È vero anche che gli anacronismi su cui si fondano le altre lettere in cui le protagoniste vivono ai giorni nostri sono godibili: molto interessante la scelta di Ilaria Bernardini e Caterina Bonvicini di raccontare il tema dell’emigrazione attraverso la storia di due eroine, Ero e Penelope, figlie del Mediterraneo. Si tratta in entrambi i casi di testi ispirati a fatti realmente accaduti e la tragedia di Ero che nella versione contemporanea perde il suo amato in mare nel tentativo di approdare in Europa, è tra le lettere una di quelle che maggiormente esprime quel dolore inconsolabile che è al cuore del mito e della tragedia classici.
Disperata è anche la lettera che Veronica Raimo scrive indossando le vesti di Laodamia: Protesilao in questo caso è un reporter che muore mentre si sta dedicando a un progetto fotografico che lei considera di scarso valore. Non glielo ha mai detto, però, come lui non ha mai confessato alla sua compagna ufficiale di avere Laodamia come amante e di condividere con lei un desiderio profondo e una vita porno.
La riscrittura del mito è stato uno dei punti di partenza degli studi di genere. Come poteva essere altrimenti? Se sui miti classici si fonda il nostro immaginario, rileggerli, reinterpretarli è apparso fin da subito uno dei primi atti da compiere per agire una rivoluzione del pensiero, come dimostrano il lavoro di Luce Irigaray e di Hélène Cixous, per esempio. Nel caso di questa raccolta, però, il ribaltamento lo aveva già fatto Ovidio 2000 anni fa, dando la parola, scegliendo come protagoniste, le eroine, di solito relegate a ruoli esclusivamente secondari.
Quale il senso di questa raccolta, allora?
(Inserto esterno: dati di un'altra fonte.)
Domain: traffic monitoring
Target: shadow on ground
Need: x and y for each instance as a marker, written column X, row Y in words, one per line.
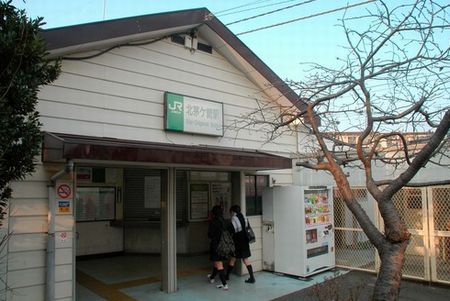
column 358, row 286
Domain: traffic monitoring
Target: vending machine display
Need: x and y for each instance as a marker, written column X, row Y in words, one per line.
column 299, row 230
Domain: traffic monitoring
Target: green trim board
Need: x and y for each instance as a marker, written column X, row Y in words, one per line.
column 192, row 115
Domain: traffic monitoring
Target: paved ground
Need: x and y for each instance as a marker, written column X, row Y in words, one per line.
column 358, row 286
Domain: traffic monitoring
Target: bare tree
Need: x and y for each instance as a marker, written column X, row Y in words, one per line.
column 394, row 80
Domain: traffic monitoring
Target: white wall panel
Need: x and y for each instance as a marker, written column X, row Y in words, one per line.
column 24, row 260
column 63, row 289
column 35, row 189
column 24, row 207
column 22, row 278
column 27, row 242
column 35, row 293
column 28, row 224
column 63, row 272
column 63, row 256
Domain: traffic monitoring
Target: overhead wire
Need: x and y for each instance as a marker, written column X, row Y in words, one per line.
column 253, row 8
column 306, row 17
column 271, row 12
column 240, row 6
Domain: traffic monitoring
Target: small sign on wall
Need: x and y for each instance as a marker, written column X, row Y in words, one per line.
column 64, row 207
column 84, row 174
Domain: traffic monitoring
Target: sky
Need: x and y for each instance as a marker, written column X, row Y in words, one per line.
column 282, row 48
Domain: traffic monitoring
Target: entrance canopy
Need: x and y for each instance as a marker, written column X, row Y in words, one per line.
column 60, row 147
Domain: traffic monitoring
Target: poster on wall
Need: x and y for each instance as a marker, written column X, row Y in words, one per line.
column 221, row 195
column 152, row 192
column 199, row 201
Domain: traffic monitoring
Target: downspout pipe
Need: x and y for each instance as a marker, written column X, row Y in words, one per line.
column 50, row 276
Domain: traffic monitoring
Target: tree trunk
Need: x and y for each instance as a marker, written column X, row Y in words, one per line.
column 387, row 286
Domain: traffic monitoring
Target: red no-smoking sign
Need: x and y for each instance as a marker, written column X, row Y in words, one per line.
column 64, row 191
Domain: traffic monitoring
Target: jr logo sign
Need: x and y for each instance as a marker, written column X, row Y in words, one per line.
column 193, row 115
column 174, row 112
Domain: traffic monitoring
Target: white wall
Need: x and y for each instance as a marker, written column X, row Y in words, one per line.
column 120, row 94
column 27, row 244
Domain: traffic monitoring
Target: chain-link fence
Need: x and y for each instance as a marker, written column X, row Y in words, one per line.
column 426, row 212
column 353, row 248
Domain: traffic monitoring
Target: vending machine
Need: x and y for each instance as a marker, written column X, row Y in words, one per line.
column 298, row 232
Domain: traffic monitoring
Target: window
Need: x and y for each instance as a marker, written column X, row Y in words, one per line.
column 95, row 204
column 254, row 186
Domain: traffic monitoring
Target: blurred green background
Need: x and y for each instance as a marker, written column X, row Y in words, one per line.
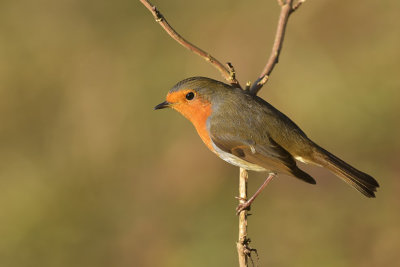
column 90, row 175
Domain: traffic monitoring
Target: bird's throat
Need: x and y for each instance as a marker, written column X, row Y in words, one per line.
column 198, row 115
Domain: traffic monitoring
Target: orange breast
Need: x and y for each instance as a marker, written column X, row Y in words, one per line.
column 197, row 112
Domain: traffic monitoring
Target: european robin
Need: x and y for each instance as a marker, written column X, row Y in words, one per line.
column 246, row 131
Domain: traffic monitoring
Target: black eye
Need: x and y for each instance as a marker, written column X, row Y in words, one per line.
column 189, row 96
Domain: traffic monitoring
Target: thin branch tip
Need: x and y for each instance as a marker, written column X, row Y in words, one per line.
column 225, row 72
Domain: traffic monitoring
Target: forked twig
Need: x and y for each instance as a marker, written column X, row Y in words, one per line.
column 227, row 72
column 287, row 8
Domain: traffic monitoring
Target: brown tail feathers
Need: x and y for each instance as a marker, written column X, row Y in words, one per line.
column 359, row 180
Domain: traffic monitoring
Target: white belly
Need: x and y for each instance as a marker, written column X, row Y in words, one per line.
column 232, row 159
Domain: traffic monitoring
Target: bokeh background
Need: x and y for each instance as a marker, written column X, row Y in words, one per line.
column 90, row 175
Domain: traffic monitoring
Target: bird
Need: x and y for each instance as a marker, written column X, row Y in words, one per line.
column 247, row 131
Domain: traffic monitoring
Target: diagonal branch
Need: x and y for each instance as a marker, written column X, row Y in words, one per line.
column 227, row 72
column 287, row 8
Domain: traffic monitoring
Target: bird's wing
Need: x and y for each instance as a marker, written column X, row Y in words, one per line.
column 268, row 154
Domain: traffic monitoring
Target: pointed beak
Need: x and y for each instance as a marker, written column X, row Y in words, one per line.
column 162, row 105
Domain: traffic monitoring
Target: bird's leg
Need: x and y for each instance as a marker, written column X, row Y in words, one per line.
column 246, row 205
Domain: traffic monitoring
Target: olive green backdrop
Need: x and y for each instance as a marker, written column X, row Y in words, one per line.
column 90, row 175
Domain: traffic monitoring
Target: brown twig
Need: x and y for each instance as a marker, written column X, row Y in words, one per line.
column 227, row 72
column 287, row 8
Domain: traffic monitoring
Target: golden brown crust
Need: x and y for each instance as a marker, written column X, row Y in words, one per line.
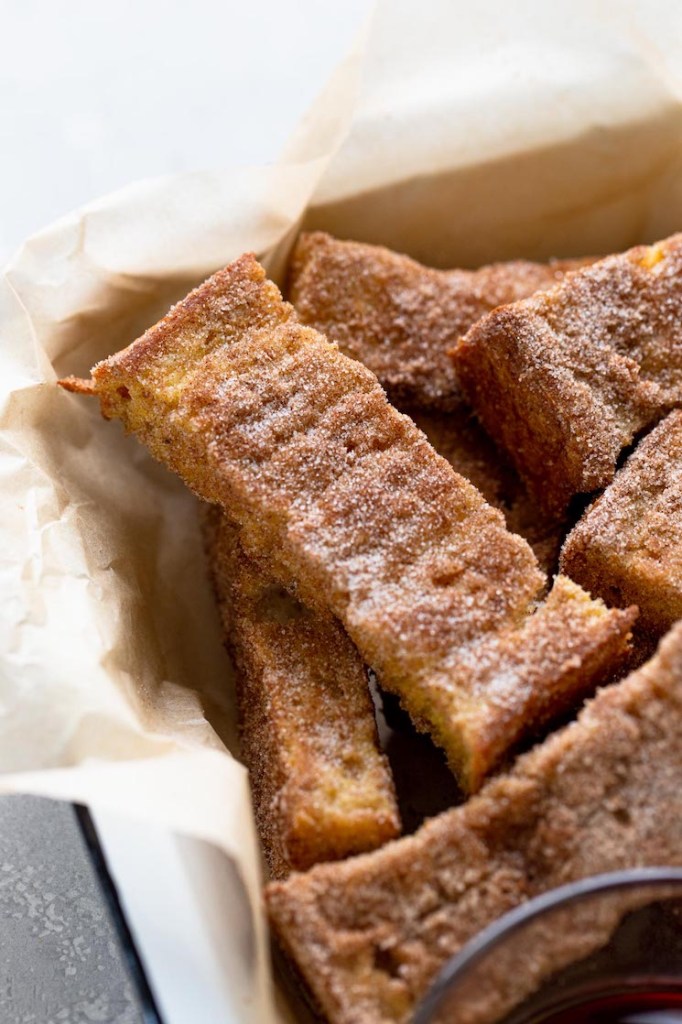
column 604, row 794
column 322, row 788
column 268, row 419
column 628, row 546
column 565, row 379
column 460, row 439
column 346, row 497
column 398, row 317
column 78, row 386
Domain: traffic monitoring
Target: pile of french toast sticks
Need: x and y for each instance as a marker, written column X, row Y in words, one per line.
column 470, row 482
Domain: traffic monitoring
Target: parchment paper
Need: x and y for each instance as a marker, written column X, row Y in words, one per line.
column 456, row 132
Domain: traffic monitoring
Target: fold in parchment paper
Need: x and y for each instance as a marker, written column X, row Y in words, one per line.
column 457, row 133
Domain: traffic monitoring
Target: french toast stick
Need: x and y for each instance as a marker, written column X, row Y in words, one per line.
column 565, row 379
column 344, row 496
column 370, row 935
column 322, row 787
column 399, row 317
column 627, row 548
column 460, row 439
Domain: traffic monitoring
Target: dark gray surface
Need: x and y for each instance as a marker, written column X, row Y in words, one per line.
column 60, row 960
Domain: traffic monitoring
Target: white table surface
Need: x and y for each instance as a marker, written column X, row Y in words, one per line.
column 95, row 95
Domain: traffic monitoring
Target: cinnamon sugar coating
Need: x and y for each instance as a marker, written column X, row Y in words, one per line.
column 628, row 546
column 460, row 439
column 565, row 379
column 370, row 934
column 399, row 317
column 346, row 497
column 322, row 788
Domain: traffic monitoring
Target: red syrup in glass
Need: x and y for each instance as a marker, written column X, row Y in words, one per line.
column 654, row 1007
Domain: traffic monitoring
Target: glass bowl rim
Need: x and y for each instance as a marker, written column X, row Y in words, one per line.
column 514, row 920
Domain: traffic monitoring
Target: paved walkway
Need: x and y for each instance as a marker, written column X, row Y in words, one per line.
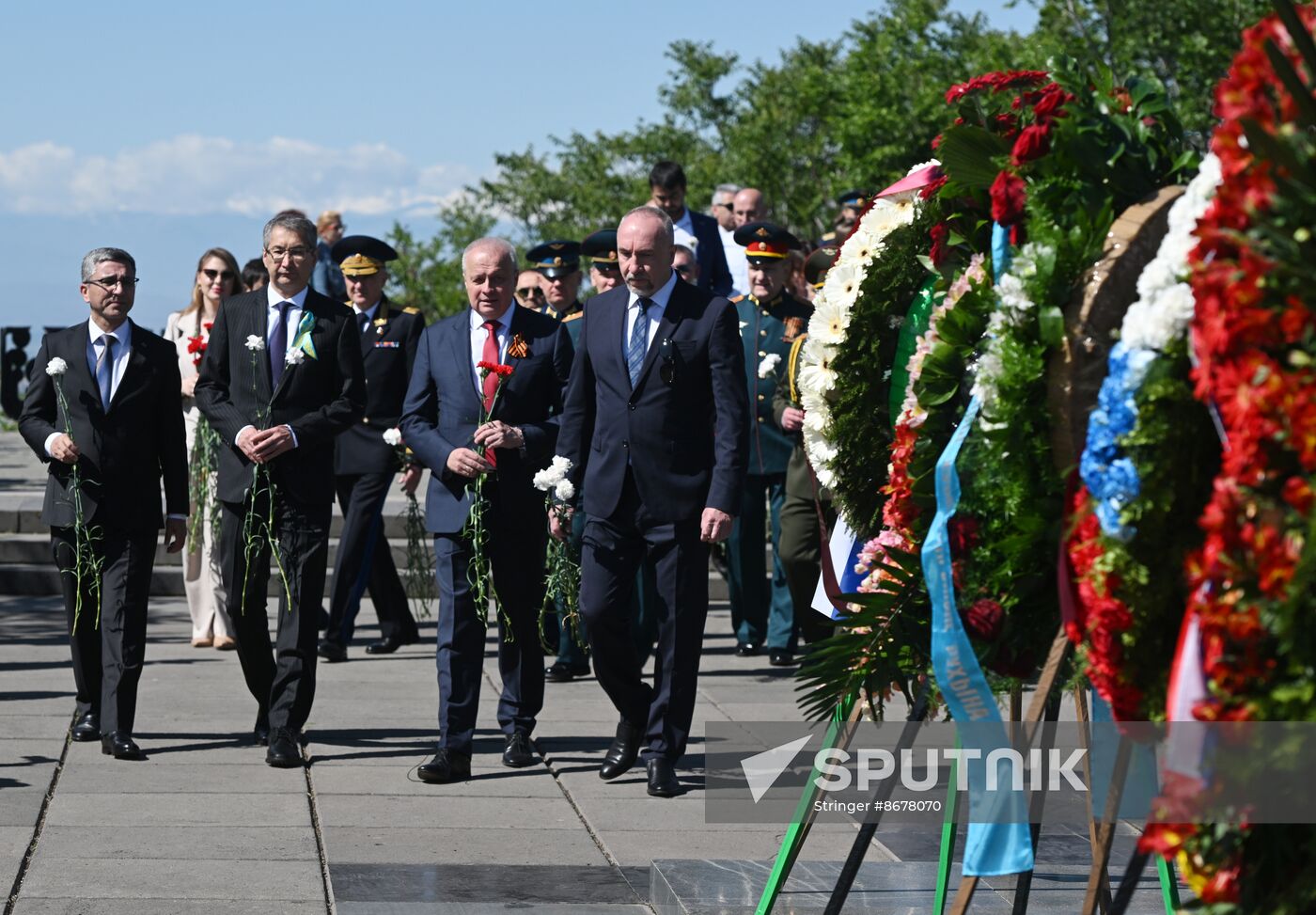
column 204, row 825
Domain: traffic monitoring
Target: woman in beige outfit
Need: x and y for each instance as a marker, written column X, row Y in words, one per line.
column 217, row 278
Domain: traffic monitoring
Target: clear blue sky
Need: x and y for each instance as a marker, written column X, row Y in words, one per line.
column 166, row 128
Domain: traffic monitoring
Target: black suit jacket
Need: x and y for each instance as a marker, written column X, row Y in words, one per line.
column 387, row 353
column 125, row 451
column 443, row 411
column 713, row 273
column 683, row 430
column 319, row 398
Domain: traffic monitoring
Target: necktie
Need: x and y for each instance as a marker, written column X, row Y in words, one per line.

Sicuramente riportare alla mente le storie di questi personaggi a cui è dedicata una sezione in fondo al libro che ci fa rispolverare la memoria: un conto, infatti, è ricordarsi di Elena, ma certo non è scontato sapere chi fosse Laodamia, a meno che non si sia freschi di liceo, ma di uno di quelli in cui si studia parecchio! Più in generale il valore della raccolta, al di là delle singole lettere quasi tutte di pregio, è riportare queste eroine nel mondo contemporaneo e dare loro cittadinanza, almeno letteraria.